Her brother, she said, had been taking medication for depression and had been hospitalized in 2005 and 2006 after suffering fainting spells.

Mr. Langfeld was self-taught on the guitar, lap steel guitar, bass and mandolin. He played with a series of Philadelphia rock bands in the 1980s and 1990s, eventually becoming the front man for the roots-rock trio Bag of Hammers. He wrote the lyrics for the group’s self-released, self-titled 1994 album.

He was described in a 1995 Inquirer report as “a tough, inventive guitarist” with “estimable Neil Young/Bob Dylan-influenced songwriting skills.” The band broke up a few years later.
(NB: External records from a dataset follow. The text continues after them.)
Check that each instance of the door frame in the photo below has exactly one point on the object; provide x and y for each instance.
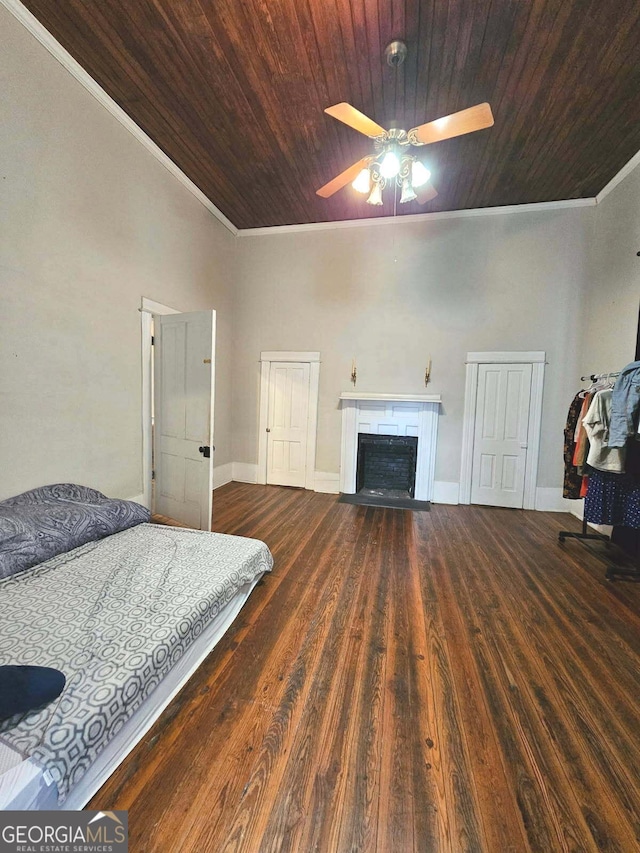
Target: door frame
(537, 360)
(147, 308)
(267, 358)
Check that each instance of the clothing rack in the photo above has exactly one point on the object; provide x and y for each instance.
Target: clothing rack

“Bruce was an excellent guitarist,” said Ted Warren, former lead singer for Go to Blazes, for which Mr. Langfeld wrote songs and played guitar in Philadelphia and New York in the 1990s. “But what really grabbed me about Bruce’s songs were the lyrics. His writing had mystical references, stream of consciousness, and was poignantly autobiographical. It was dark stuff.”